Le secrétaire d’État américain Antony Blinken a assuré Claude Joseph, lors d’un appel téléphonique, de l’« engagement » des États-Unis « à travailler avec le gouvernement d’Haïti afin de soutenir le peuple haïtien, la gouvernance démocratique, la paix et la sécurité », a indiqué son porte-parole Ned Price.
Le président américain Joe Biden a condamné un « acte odieux », et l’Union européenne s’est inquiétée d’une « spirale de violence ».
Après l’annonce de la mort violente du président, toutes les activités ont été paralysées à Port-au-Prince et dans les villes de province, selon des témoins.
Bernadette, 44 ans, a décrit la nouvelle comme « un autre tremblement de terre en Haïti », après celui dévastateur de 2010.
Jacquelyn, un quinquagénaire haïtien habitant Carrefour, en banlieue de Port-au-Prince, s’interrogeait sur les motivations des auteurs.

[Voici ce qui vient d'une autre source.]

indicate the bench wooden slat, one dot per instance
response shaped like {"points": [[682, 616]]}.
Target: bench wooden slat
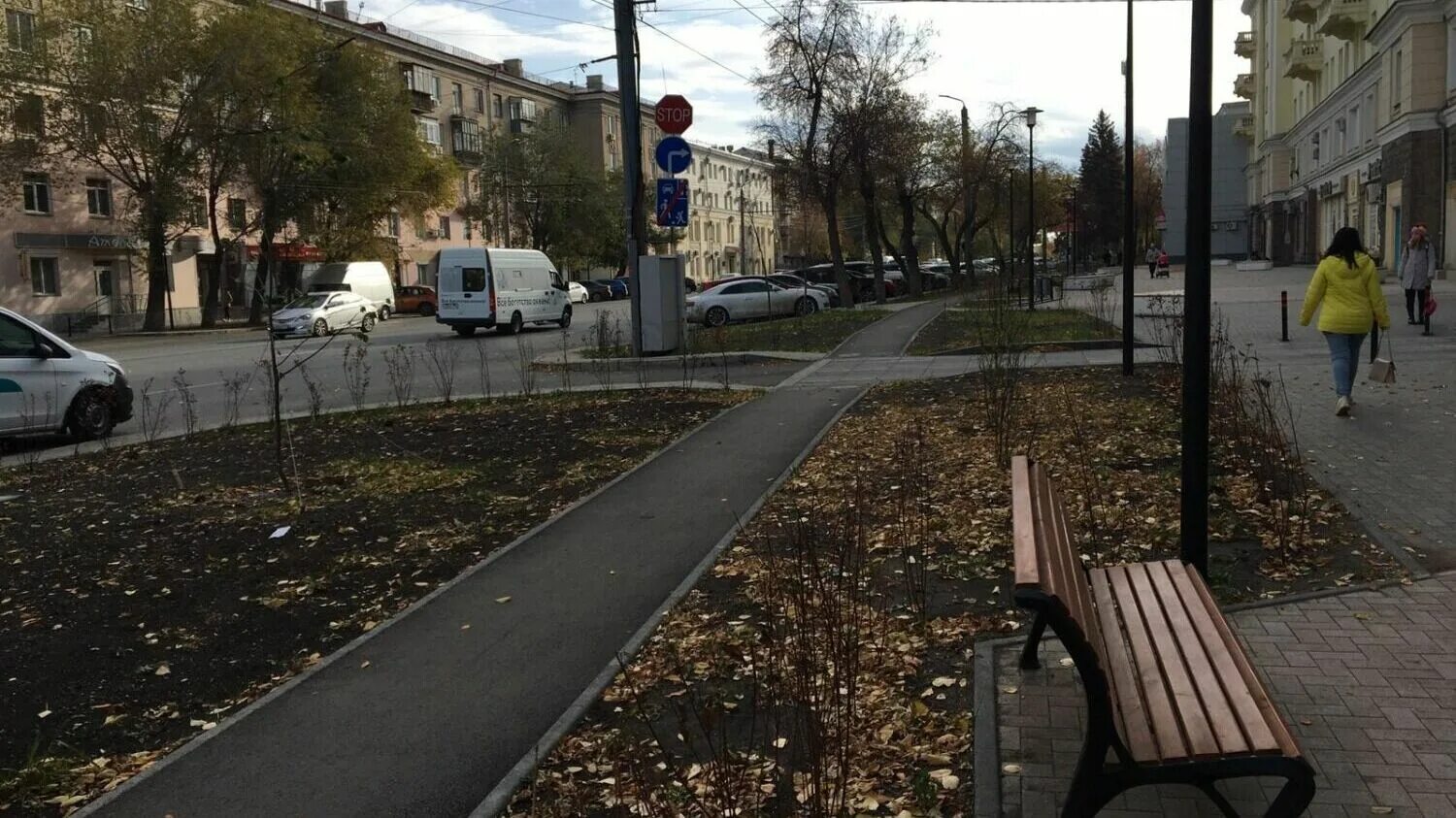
{"points": [[1175, 672], [1159, 709], [1241, 698], [1022, 523], [1273, 721], [1222, 718], [1127, 698]]}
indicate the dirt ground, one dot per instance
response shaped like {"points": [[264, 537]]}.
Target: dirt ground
{"points": [[824, 664], [150, 591]]}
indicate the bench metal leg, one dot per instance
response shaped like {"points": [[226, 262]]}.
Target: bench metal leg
{"points": [[1028, 652]]}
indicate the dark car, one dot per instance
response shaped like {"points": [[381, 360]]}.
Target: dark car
{"points": [[597, 291], [616, 285]]}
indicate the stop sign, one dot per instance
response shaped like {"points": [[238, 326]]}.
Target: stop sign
{"points": [[675, 114]]}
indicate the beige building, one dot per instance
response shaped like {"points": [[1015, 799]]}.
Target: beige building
{"points": [[731, 224], [75, 261], [1351, 122]]}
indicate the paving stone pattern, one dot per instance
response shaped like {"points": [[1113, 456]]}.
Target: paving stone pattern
{"points": [[1366, 680]]}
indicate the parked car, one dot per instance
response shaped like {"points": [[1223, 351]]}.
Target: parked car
{"points": [[791, 281], [596, 290], [616, 285], [503, 288], [369, 279], [323, 313], [751, 299], [414, 299], [50, 386]]}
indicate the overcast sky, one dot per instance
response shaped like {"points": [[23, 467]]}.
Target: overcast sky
{"points": [[1060, 57]]}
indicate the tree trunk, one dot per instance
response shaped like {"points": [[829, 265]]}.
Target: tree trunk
{"points": [[156, 230], [836, 250]]}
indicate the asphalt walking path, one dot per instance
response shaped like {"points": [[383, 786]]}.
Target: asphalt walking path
{"points": [[424, 716]]}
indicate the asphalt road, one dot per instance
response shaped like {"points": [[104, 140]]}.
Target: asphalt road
{"points": [[210, 361]]}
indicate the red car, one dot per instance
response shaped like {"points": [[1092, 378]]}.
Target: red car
{"points": [[416, 300]]}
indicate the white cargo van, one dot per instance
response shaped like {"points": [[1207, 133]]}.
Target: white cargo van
{"points": [[367, 278], [483, 287]]}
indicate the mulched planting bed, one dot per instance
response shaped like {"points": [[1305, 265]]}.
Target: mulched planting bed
{"points": [[823, 667], [143, 599]]}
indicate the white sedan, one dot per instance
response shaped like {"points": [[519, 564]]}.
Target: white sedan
{"points": [[751, 299]]}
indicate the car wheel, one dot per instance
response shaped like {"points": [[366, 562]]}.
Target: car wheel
{"points": [[89, 416]]}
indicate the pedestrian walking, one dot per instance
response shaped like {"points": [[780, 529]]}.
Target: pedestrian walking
{"points": [[1345, 290], [1415, 274]]}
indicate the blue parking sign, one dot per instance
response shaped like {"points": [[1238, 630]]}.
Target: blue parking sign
{"points": [[672, 203]]}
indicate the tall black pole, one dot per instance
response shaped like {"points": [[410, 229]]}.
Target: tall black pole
{"points": [[1129, 227], [1031, 215], [1197, 293], [631, 154], [969, 213]]}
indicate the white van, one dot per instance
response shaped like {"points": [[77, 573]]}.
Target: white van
{"points": [[483, 287], [367, 278], [49, 386]]}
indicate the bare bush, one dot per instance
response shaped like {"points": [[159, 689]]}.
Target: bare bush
{"points": [[355, 375], [399, 369], [186, 398], [442, 355]]}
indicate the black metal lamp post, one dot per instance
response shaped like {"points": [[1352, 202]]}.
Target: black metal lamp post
{"points": [[1031, 206]]}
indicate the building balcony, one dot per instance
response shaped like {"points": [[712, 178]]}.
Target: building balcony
{"points": [[1305, 58], [1243, 44], [1345, 19], [1243, 86], [1302, 11]]}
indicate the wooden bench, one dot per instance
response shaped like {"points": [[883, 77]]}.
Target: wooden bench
{"points": [[1171, 695]]}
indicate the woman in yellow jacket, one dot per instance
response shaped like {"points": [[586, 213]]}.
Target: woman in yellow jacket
{"points": [[1348, 287]]}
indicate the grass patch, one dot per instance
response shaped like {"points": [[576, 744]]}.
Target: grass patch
{"points": [[820, 332], [958, 329]]}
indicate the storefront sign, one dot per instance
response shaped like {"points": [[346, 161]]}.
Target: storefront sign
{"points": [[76, 242]]}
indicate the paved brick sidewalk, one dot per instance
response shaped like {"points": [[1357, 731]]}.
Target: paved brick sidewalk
{"points": [[1366, 680]]}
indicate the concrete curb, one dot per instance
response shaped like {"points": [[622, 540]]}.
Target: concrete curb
{"points": [[500, 797], [364, 638]]}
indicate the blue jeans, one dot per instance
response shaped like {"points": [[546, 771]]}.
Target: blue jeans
{"points": [[1344, 358]]}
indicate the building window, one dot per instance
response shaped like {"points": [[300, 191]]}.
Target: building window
{"points": [[46, 278], [98, 197], [19, 29], [29, 115], [35, 192], [238, 214]]}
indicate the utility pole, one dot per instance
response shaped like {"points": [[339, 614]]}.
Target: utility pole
{"points": [[623, 15], [1197, 293], [1129, 233]]}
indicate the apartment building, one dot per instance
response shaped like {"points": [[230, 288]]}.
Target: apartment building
{"points": [[78, 261], [731, 227], [1350, 124]]}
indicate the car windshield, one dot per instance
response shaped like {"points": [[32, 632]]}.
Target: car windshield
{"points": [[311, 302]]}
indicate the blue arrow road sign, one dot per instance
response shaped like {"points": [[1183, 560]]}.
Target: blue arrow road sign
{"points": [[672, 203], [675, 154]]}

« Qui a intérêt à assassiner Jovenel Moïse ? Ça, on ne le saura jamais », a-t-il lâché mercredi.
Venu du monde des affaires, Jovenel Moïse, 53 ans, avait été élu président en 2016 sur une promesse de développement de l’économie du pays et avait pris ses fonctions le 7 février 2017.
Actif dans plusieurs domaines économiques, dont l’exploitation de bananeraies, il n’avait quasiment aucune expérience en politique au moment de son élection.
Haïti est gangrenée par l’insécurité et notamment les enlèvements contre rançon menés par des gangs jouissant d’une quasi-impunité.
Une situation qui valait à Jovenel Moïse, accusé d’inaction face à la crise, d’être confronté à une vive défiance d’une bonne partie de la société civile.
Le président assassiné aura nommé pas moins de sept premiers ministres au cours de son mandat. Le dernier en date, Ariel Henry, devait prochainement entrer en fonctions.
Gouvernant par décret depuis janvier 2020, sans Parlement et alors que la durée de son mandat faisait l’objet de contestations, Jovenel Moïse avait mis en chantier une réforme institutionnelle.
Un référendum constitutionnel initialement prévu en avril, reporté une première fois au 27 juin puis à nouveau en raison de l’épidémie de COVID-19, devait se tenir le 26 septembre. La réforme avait pour but de renforcer les prérogatives de l’exécutif.